Professor | Barnard College of Columbia University

Kaiama L. Glover is Ann Whitney Olin Professor of French & Africana Studies and faculty director of the Digital Humanities Center at Barnard College, Columbia University. She received a BA in French history and literature and Afro-American studies from Harvard University and a PhD in French and romance philology from Columbia University. Her 2010 book, Haiti Unbound: A Spiralist Challenge to the Postcolonial Canon (Liverpool University Press), addresses the general issue of canon formation in the francophone Caribbean and the particular fate of the Haitian Spiralist authors vis-à-vis this canon. Her most recent monograph is A Regarded Self: Caribbean Womanhood and the Ethics of Disorderly Being (Duke University Press, 2021). In 2018–2019, she was a resident Fellow at the Columbia Institute for Ideas and Imagination in Paris, France, where she began work on her current book project, “For the Love of Revolution: René Depestre and the Poetics of a Radical Life” as well as a documentary series with the working title “Black Diva Saves the World.” Glover has published articles in The French Review, Research in African Literatures, Journal of Postcolonial Writings, and the Journal of Haitian Studies, among others, and has coedited several works, including New Narratives of Haiti for Transition magazine (2013), Translating the Caribbean for Small Axe (2015), Marie Vieux Chauvet: Paradoxes of the Postcolonial Feminine for Yale French Studies (2016); The Haiti Exception (Liverpool University Press, 2016) and, most recently, The Haiti Reader (Duke University Press, 2020).

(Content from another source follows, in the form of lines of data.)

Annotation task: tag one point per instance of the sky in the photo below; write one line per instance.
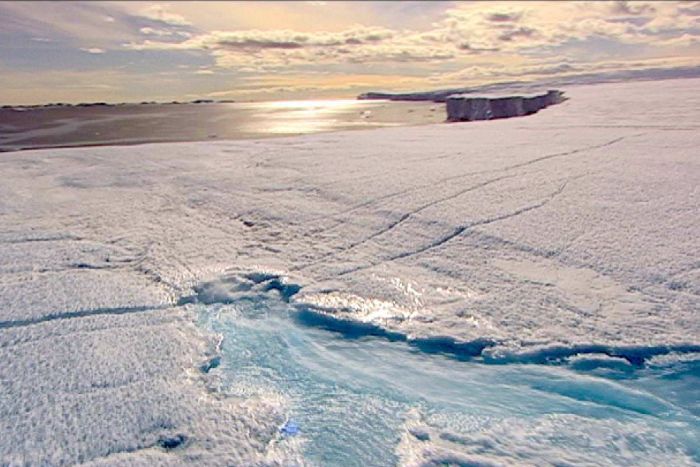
(134, 51)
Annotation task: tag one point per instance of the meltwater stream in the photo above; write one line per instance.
(365, 400)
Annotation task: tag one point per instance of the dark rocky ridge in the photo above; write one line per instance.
(466, 107)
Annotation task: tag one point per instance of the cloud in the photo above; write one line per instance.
(277, 48)
(93, 50)
(504, 17)
(160, 13)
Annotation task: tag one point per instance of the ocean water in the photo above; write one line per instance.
(361, 397)
(34, 128)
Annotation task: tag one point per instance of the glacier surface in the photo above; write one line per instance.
(523, 291)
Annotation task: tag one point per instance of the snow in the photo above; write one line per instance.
(573, 231)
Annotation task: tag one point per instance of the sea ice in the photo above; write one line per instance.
(572, 232)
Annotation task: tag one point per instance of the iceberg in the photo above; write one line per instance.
(501, 291)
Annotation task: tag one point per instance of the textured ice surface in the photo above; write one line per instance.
(570, 236)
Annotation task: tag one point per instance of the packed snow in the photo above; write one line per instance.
(567, 237)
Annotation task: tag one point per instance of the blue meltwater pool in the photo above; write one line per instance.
(358, 396)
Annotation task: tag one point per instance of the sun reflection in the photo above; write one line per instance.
(306, 116)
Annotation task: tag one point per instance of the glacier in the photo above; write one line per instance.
(519, 291)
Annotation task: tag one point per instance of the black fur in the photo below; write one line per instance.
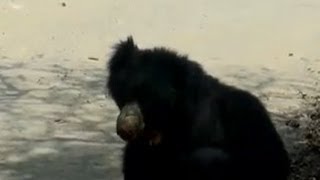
(210, 130)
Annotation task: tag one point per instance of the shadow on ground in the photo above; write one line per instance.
(57, 123)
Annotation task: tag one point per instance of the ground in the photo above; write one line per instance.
(56, 123)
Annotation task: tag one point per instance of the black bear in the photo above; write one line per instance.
(181, 123)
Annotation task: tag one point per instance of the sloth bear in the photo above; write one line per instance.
(181, 123)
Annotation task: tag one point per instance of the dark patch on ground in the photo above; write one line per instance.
(304, 145)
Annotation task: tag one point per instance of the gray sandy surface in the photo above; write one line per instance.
(57, 124)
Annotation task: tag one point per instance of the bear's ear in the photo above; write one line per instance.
(123, 53)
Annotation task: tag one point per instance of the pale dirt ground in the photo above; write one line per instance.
(55, 122)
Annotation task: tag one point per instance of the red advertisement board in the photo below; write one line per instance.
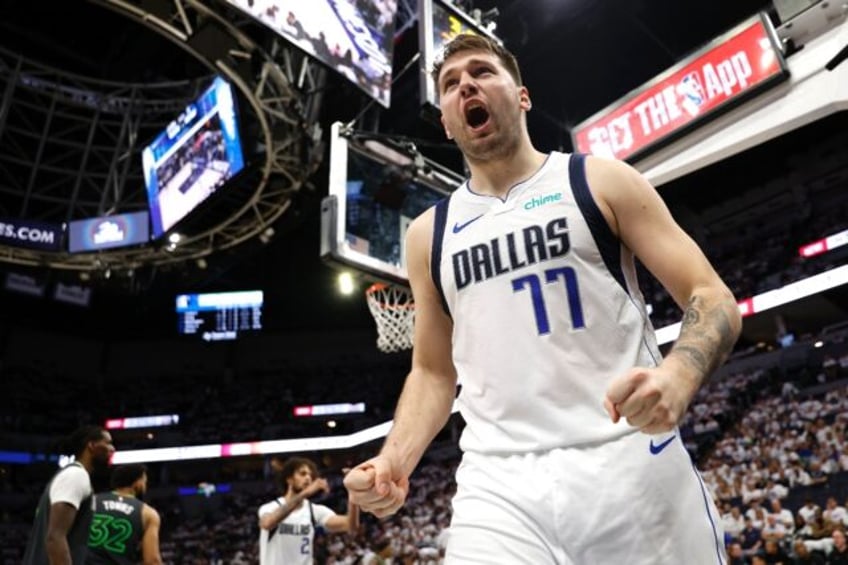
(734, 66)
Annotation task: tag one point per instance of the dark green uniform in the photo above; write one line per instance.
(116, 530)
(36, 552)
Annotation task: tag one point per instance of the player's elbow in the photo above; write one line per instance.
(266, 524)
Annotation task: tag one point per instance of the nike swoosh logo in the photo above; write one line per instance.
(657, 449)
(457, 227)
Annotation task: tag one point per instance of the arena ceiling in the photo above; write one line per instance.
(577, 57)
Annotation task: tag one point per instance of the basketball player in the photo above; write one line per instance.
(124, 529)
(525, 290)
(60, 528)
(287, 524)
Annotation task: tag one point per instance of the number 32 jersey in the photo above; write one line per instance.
(546, 311)
(116, 530)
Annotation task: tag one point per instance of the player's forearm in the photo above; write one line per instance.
(711, 324)
(423, 409)
(270, 520)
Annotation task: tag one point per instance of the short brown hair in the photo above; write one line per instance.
(293, 464)
(473, 42)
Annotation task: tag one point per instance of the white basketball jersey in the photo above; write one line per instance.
(546, 311)
(290, 543)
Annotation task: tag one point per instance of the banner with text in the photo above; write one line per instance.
(737, 65)
(32, 234)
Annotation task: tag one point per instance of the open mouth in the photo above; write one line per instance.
(476, 116)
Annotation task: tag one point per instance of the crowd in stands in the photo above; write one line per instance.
(754, 256)
(770, 440)
(770, 443)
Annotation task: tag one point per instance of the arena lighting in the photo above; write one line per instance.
(774, 298)
(824, 244)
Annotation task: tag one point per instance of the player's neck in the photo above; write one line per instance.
(497, 176)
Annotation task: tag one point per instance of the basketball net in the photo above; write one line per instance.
(394, 312)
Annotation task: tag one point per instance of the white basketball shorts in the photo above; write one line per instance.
(637, 500)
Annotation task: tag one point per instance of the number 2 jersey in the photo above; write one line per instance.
(546, 311)
(116, 530)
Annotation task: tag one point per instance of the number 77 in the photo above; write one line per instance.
(572, 291)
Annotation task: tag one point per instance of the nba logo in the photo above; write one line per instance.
(692, 92)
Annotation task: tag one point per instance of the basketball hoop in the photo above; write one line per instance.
(394, 312)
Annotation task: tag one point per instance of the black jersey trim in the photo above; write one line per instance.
(608, 244)
(439, 226)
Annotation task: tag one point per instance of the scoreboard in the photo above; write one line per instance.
(218, 316)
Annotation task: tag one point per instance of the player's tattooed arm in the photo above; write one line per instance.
(707, 334)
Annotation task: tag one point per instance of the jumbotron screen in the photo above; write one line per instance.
(195, 155)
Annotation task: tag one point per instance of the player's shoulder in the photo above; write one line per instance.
(267, 507)
(74, 474)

Glover has also translated several works of fiction and nonfiction from French to English, notably Frankétienne’s Ready to Burst (2014), Marie Chauvet’s Dance on the Volcano (2016), René Depestre’s Hadriana in All My Dreams (2017), and Françoise Vergès’s The Wombs of Women: Capitalism, Racialization, Feminism (2019). Her translations of Maboula Soumahoro’s Black is the Journey and Yanick Lahens’s Sweet Undoings are forthcoming this year and next, respectively. She is an awardee of the PEN/Heim Foundation, the National Endowment for the Arts, the National Endowment for the Humanities, the Mellon Foundation, and the New York Public Library Cullman Center. She is founding coeditor of archipelagos | a journal of Caribbean digital praxis and founding codirector of the digital humanities project In the Same Boats: Toward an Afro-Atlantic Intellectual Cartography. She has contributed regularly to the New York Times Book Review and been a host on the PBS program History Detectives: Special Investigations.

Kaiama Glover served on the 2020 Selection Committee for Just Tech’s Covid-19 Rapid Response Grant Competition.